2. Das Urteil des SG müßte indessen eine Korrektur erfahren, wenn der im Vorprozeß erklärte Verzicht als materiell-rechtlicher Verzicht iS des damals schon geltenden § 46 des Sozialgesetzbuches - Allgemeiner Teil - (SGB I) auf vergangene und künftige Rentenerhöhungsansprüche wegen der streitigen Ersatzzeit zu verstehen wäre. Ein solcher Verzicht - der auch in einem gerichtlichen Vergleich wirksam erklärt werden konnte (§ 46 Abs 1 SGB I iVm dem Rechtsgedanken des § 126 BGB, vgl BSGE 12, 230 = SozR Nr 14 zu § 141 SGG) - hätte nämlich gemäß dem letzten Halbsatz von § 46 Abs 1 nur mit Wirkung für die Zukunft widerrufen werden können.
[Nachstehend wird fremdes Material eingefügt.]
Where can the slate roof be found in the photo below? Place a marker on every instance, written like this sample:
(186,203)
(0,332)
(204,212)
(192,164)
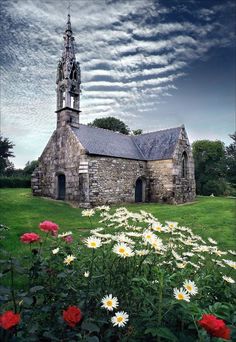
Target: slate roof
(149,146)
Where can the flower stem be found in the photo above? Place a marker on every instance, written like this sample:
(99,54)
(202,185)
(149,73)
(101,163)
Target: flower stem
(12,287)
(89,279)
(159,316)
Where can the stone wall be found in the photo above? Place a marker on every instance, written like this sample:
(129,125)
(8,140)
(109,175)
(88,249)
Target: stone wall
(161,180)
(61,156)
(94,180)
(112,180)
(167,183)
(184,187)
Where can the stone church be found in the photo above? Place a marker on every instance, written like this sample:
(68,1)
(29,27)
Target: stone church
(94,166)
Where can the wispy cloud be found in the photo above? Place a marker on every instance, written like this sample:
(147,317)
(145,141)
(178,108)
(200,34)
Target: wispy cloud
(131,52)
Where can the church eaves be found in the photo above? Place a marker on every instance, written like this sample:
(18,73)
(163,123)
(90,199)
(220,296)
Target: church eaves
(157,145)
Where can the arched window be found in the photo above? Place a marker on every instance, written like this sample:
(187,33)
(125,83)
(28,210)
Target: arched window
(61,186)
(140,189)
(184,162)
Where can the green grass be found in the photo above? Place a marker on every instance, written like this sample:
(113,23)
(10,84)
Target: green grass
(21,212)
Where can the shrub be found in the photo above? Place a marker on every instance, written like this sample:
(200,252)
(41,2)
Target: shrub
(134,279)
(15,182)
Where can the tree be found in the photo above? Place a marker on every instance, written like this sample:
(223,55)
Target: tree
(30,167)
(112,124)
(6,147)
(210,167)
(231,161)
(137,131)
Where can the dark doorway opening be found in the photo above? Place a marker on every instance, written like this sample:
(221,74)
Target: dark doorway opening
(61,187)
(139,190)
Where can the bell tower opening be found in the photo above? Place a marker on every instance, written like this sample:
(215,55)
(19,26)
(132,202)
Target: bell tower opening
(68,82)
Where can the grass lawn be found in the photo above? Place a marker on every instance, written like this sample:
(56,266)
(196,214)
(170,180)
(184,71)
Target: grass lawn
(21,212)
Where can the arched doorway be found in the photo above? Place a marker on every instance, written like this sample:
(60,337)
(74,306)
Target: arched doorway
(61,179)
(140,190)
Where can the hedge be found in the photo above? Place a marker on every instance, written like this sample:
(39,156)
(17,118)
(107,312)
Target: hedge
(15,182)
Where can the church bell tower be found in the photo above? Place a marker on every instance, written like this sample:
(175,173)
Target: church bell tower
(68,83)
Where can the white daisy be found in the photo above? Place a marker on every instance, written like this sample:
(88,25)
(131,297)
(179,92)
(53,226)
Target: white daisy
(157,244)
(230,263)
(229,279)
(69,259)
(172,225)
(103,208)
(212,241)
(181,294)
(157,226)
(148,236)
(176,255)
(93,242)
(120,319)
(109,302)
(123,250)
(190,287)
(55,251)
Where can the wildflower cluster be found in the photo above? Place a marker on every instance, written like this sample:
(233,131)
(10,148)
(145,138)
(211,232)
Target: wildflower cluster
(131,278)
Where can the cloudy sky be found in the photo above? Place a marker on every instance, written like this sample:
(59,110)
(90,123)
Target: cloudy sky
(154,64)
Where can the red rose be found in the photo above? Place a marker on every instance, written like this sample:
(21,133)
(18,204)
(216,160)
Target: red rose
(48,226)
(72,316)
(29,237)
(9,319)
(68,239)
(215,326)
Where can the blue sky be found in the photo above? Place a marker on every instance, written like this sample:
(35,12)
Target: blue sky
(154,64)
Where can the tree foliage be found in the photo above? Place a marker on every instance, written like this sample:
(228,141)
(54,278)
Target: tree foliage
(231,160)
(30,167)
(112,124)
(137,131)
(6,147)
(210,167)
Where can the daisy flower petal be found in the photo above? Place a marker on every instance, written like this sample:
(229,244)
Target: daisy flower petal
(120,319)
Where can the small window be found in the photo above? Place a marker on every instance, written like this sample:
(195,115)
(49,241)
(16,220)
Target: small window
(184,165)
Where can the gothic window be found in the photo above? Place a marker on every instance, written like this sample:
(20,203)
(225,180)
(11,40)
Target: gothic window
(184,162)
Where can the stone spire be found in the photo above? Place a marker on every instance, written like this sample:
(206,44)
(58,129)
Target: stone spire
(68,81)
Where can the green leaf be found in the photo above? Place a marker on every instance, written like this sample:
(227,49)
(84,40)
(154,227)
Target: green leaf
(92,339)
(162,332)
(28,300)
(36,288)
(91,327)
Der Widerruf wäre wohl frühestens in der Begründung des Widerspruchs gegen den Bescheid vom 31. März 1982 zu finden. Das würde bedeuten, daß die Beklagte bis dahin die Zahlung der Rentenerhöhung zu Recht ablehnen und die Klägerin erst ab dann eine Aufhebung nur des Altersruhegeldbescheides gemäß § 48 SGB X verlangen könnte - vorausgesetzt, daß der Verzicht auch den damals noch nicht streitigen Anspruch auf höheres Altersruhegeld erfaßt hätte.
In Betracht kommt jedoch auch eine Auslegung des Verzichts dahin, daß die Klägerin lediglich weitere Ansprüche im Vorprozeß nicht mehr geltend machen wollte. Ein solcher "prozessualer" Verzicht könnte zu keiner Korrektur des angefochtenen Urteils führen. Er würde nämlich nichts daran ändern, daß die Bescheide vom 29. Mai 1979 und 31. März 1982 wegen Nichtübereinstimmung mit dem materiellen Recht rechtswidrig und daher nach § 44 SGB X zurückzunehmen wären. Die Aufnahme der Erklärung in einen gerichtlichen Vergleich bliebe insoweit ohne Wirkung (vgl dazu SozR 3900 § 40 Nr 2 und Urteil vom 23. Juni 1983 - 2 RU 2/82 - Versorgungsbeamter 1983, 143).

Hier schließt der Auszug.